His menu changes every day and everything is freshly made in his kitchen. One signature dish, however, is always on the menu – his tarte tatin is a must-try for any guest.
The ever-changing menu could include ham hock and pig cheek terrine, west coast lobster ravioli in a Thai bisque or pheasant with pearl barley and chestnut. The kitchen can alter the menu to accommodate vegetarians and guests with allergies.
The menu is complemented with an excellent wine list with by-the-glass and mini carafe options, supervised by Alison, who has hospitality in her genes, having grown up at the family business of Raasay Hotel.

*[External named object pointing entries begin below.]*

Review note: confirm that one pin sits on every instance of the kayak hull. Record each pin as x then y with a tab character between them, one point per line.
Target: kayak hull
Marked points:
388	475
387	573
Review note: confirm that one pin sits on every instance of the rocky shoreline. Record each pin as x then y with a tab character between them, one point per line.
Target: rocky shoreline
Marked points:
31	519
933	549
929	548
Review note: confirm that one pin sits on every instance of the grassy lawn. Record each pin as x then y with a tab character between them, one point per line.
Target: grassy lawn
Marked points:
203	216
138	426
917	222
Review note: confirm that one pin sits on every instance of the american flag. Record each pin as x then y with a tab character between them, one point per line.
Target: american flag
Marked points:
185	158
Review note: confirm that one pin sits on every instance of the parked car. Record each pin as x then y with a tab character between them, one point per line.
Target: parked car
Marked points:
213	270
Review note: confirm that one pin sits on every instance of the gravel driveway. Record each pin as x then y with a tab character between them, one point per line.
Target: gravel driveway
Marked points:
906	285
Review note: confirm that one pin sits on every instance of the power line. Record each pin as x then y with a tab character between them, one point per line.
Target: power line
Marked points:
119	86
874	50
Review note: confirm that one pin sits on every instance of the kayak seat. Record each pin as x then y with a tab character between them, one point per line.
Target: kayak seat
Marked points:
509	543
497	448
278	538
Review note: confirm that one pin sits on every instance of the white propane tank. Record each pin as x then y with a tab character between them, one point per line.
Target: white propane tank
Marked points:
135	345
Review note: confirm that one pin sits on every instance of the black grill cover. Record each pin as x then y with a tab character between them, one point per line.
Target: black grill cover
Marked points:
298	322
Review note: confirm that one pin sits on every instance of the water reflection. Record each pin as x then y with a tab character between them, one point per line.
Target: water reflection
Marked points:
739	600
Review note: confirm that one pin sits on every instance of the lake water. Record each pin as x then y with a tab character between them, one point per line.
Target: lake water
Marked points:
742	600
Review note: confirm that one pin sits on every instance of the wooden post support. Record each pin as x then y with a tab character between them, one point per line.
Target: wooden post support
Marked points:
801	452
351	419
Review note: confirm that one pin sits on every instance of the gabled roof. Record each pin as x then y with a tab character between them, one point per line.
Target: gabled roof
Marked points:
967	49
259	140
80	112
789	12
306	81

Worth getting out of bed for
Muthill itself is a fascinating village, three miles south of Crieff. It has more than 100 listed buildings and was largely destroyed and rebuilt during the Jacobite risings.
Beyond the village, the surrounding area is great for walkers and has a wealth of routes to choose from, including the Crieff nature trail and Lady Mary’s Walk by the banks of the River Earn. Nearby Ben Vorlich is a spectacular peak to climb and is the highest in the area. The hotel would make an ideal base for anyone taking part in Crieff’s annual walking festival, Drovers’ Tryst.
Drummond Castle and its impressive gardens, also nearby, are worth a visit.
The village of Muthill happens to be very near Strathallan Estate, the new venue for the T in the Park music jamboree which takes place in July. However, the atypical festival-goer would do well to eschew the traditional mud-splattered tenting pandemonium for the far more civilised option of accommodation at Barley Bree, just a short distance down the road.
All the rooms come with a whisky miniature, mineral water and tea and coffee making facilities. There is also a drying room for guests who may have spent a day getting soaked on a golf course or at a music festival, and there is a police-approved gun cupboard. Breakfast could hardly be classed as an “extra” but the quality of the hearty Scottish fare on offer along with freshly baked croissants and pains au chocolat certainly makes it feel like one.
Guest book comments
Barley Bree provides the perfect base for exploring Perthshire while enjoying some fine fruits from an Auld Alliance between Scotland and France.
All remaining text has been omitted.